When I was in Bimini I learned not to use a lift bag as an surface marker buoy, because the vent at the bottom is too prone to dumping when shot from serious depth. What I learned yesterday was not to use an smb as a lift bag either, as the bottom is too hard to add air to. I started up the line, and when the bag got positive I dumped some air. Too much, as it turned out, so I tried to add some. Nothing doing, NFW, I could not get the bottom open enough to stick my bailout reg in. With weight on it its lips were sealed. Tried a bunch, but at this point I was past due for getting up (I had told them an hour, and it was now past that). So, I figured I'd just raise it up the line some more, the gas would expand, and I'd be back to neutral. Great theory, but man, I dragged that bitch all the way to 25 feet and she was still negative as hell. At this point I was starting to get a little concerned, as I had probably 25 lbs of wt belt on there, plus maybe 6-8 more in tools, and I was fighting hard. I had looped the wt belt over one side of the anchor line, the tool bag on the other, but when I got to the 25' granny I couldn't get it past the clip, and was concerned I was going to entangle it. It pretty much sucked ass at that point, I had way more co2 in the loop than I wanted, between the hard work and the ascent my PO2 had dropped quite a bit, I was fighting this heavy thing, and if I let go I was going to lose my lift bag, and more importantly the captain's tools. So, I took the other option, dropped the wts, got the bag neutral, flipped the dsv to open circuit, and made my ascent.

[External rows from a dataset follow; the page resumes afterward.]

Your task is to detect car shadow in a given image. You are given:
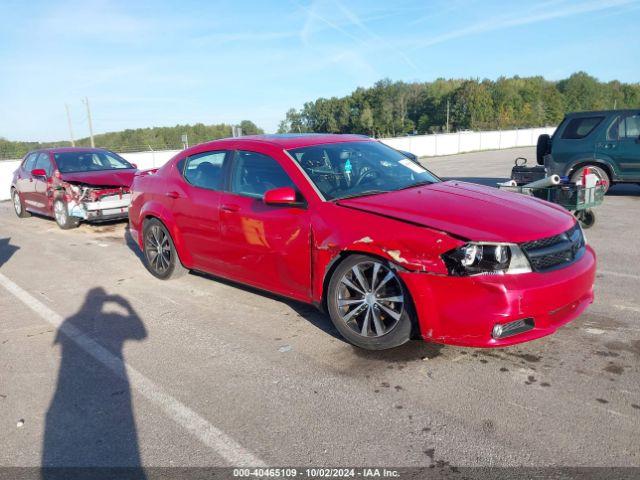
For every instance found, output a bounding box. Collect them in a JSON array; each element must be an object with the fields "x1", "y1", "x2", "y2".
[
  {"x1": 606, "y1": 184, "x2": 640, "y2": 196},
  {"x1": 0, "y1": 237, "x2": 20, "y2": 269},
  {"x1": 41, "y1": 287, "x2": 147, "y2": 478}
]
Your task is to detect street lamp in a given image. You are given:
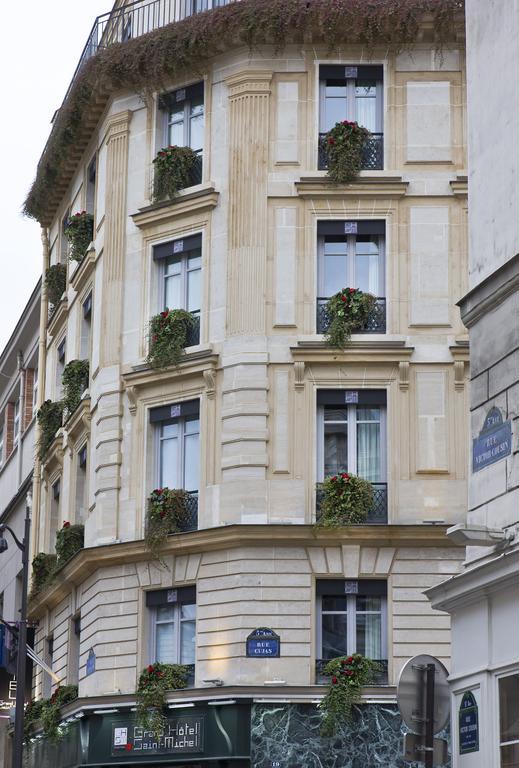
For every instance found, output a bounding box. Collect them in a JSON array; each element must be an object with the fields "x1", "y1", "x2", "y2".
[{"x1": 0, "y1": 490, "x2": 32, "y2": 768}]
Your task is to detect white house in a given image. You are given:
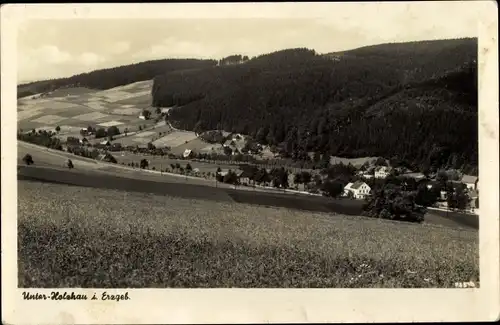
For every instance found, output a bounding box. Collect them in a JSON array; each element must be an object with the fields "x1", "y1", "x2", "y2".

I had picked up the wt belt figuring I'd practice and maybe learn something, and that is exactly what I did:
1) lift bags for lifting, smb for signalling
2) be very careful moving a tool bag around on ccr, you better have lots of dil to spare
3) at the surface going open circuit is not a panacea. In fact after a few breaths I went right back onto the loop, did a flush, and ended on a nice juicy po2. Felt much better for it too, my body did not like going from 1.0 to .21.

So that was my Wednesday, thought I'd share the experience and pass along the lessons I learned.